Beim kürzlich zu Ende gegangenen „Wasenprozess“ wurde der gewalttätige Angriff von zwei Linksextremisten auf drei Mitglieder der Arbeitnehmervertretung „Zentrum Automobil e.V.“ (kein Beobachtungsobjekt des LfV BW) verhandelt. Angesichts der lebensgefährlichen Verletzungen eines Opfers entwickelte sich im Nachgang zur Tat innerhalb der linksextremistischen Szene eine Diskussion darüber, inwieweit Gewalt ein legitimes Mittel in der Auseinandersetzung mit vermeintlichen oder tatsächlichen Rechtsextremisten sein darf.

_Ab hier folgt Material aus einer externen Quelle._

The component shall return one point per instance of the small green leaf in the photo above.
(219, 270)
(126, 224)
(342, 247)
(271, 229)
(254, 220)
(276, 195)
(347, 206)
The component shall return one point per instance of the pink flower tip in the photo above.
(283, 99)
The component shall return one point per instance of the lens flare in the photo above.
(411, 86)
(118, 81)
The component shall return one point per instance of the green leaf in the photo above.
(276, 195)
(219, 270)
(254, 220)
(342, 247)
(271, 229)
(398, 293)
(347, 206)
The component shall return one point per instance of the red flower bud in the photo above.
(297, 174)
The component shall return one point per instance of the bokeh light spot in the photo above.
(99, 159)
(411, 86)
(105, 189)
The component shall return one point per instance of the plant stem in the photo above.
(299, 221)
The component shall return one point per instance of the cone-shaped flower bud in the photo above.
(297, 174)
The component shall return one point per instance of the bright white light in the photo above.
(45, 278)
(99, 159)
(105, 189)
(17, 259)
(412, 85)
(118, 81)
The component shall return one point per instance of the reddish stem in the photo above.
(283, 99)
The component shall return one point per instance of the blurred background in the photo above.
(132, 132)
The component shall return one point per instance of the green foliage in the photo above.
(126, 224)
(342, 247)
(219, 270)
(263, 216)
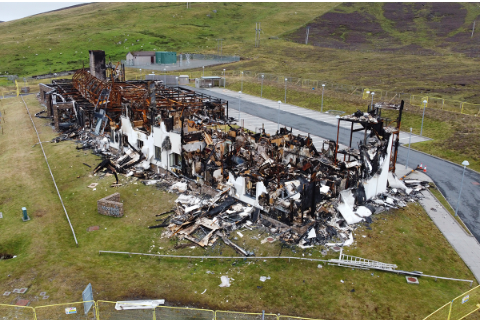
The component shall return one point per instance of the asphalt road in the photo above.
(446, 175)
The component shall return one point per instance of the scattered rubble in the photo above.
(228, 178)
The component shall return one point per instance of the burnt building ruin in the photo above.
(163, 133)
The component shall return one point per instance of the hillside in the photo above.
(410, 48)
(409, 28)
(60, 40)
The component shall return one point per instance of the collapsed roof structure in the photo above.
(308, 196)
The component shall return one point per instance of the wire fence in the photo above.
(459, 308)
(20, 86)
(109, 310)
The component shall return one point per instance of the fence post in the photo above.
(97, 312)
(450, 310)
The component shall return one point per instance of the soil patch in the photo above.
(5, 256)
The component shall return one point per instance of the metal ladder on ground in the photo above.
(362, 263)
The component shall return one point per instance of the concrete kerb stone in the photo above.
(111, 206)
(463, 225)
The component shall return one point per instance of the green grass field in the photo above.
(48, 260)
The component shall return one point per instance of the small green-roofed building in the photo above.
(166, 57)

Bereits kurz nach dem Angriff wurde auf der von Linksextremisten genutzten Internetplattform „de.indymedia.org“ ein Eintrag „zum antifaschistischen Angriff am 16. Mai in Stuttgart/Zur Frage antifaschistischer Gewalt“ veröffentlicht. Darin wurde einerseits Abstand von einer Tötungsabsicht und der „systematischen“ Anwendung „schwere[r] bis tödlich[r] Verletzungen“ genommen, unter anderem mit dem Verweis auf eine fehlende Vermittelbarkeit in Teilen der Bevölkerung. Andererseits wurde darauf hingewiesen, dass „die gewalttätige Gegenwehr ein wichtiger Teil des Antifaschismus“ sei, der Versuch jedoch unternommen werde, „nur so weit zu gehen, wie wir es in der jeweiligen Situation für angebracht halten“. Ziel sei es, mit den körperlichen Angriffen das „öffentliche Auftreten der Faschisten soweit wie möglich zu unterbinden […] Sie sollen mit Schmerzen, Stress und Sachschaden rechnen“.

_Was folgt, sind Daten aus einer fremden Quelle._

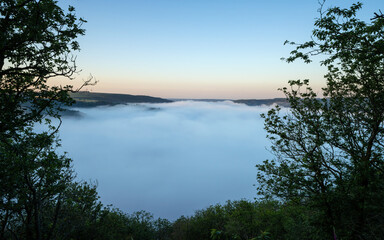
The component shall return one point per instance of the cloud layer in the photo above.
(169, 159)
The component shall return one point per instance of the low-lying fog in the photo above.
(169, 159)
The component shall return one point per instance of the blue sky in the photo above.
(197, 48)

Mittlerweile scheint sich die Auffassung zu verbreiten, dass die prinzipielle Anwendung von Gewalt gegen Personen vor allem in der Auseinandersetzung mit vermeintlichen oder tatsächlichen Rechtsextremisten angemessen und legitim ist. Darauf deuten aktuelle Aussagen aus der linksextremistischen Szene in Baden-Württemberg hin: So hat einer der beiden Angeklagten laut eines Berichts der Tageszeitung „taz“ vom 13. Oktober 2021 in seinem Schlusswort vor Gericht den Versuch unternommen, die im Mai 2020 verübte Gewalttat mit den „mindestens 187 Todesopfern“ rechter Gewalt seit den 80er Jahren zu rechtfertigen. Auch zitiert der taz-Bericht wörtlich aus Zeugenaussagen, wonach die Täter über die Verletzungen ihrer Opfer gesagt hätten: „Beruhigt euch, das waren doch nur Nazis“. Zudem wurde in einem weiteren Beitrag auf de.indymedia.org jüngst die Behauptung veröffentlicht, dass „eine eigenständige militante Praxis“ entwickelt werden müsse, da auf den Staat „kein Verlass im Kampf gegen Rechts“ sei. Dabei sei auch das staatliche Gewaltmonopol in Frage zu stellen. In einem Bekennerschreiben vom 15. Oktober 2021 auf demselben Internetportal werden noch deutlichere Worte gefunden: Danach sei es wichtig, dass „Faschos […] militant angegriffen werden, ihre körperliche Unversehrtheit genommen wird“. In Bezug auf die beiden Verurteilten im „Wasenprozess“ heißt es: „Sie sollen das getan haben, was wir als Antifaschist:innen für richtig und wichtig halten“.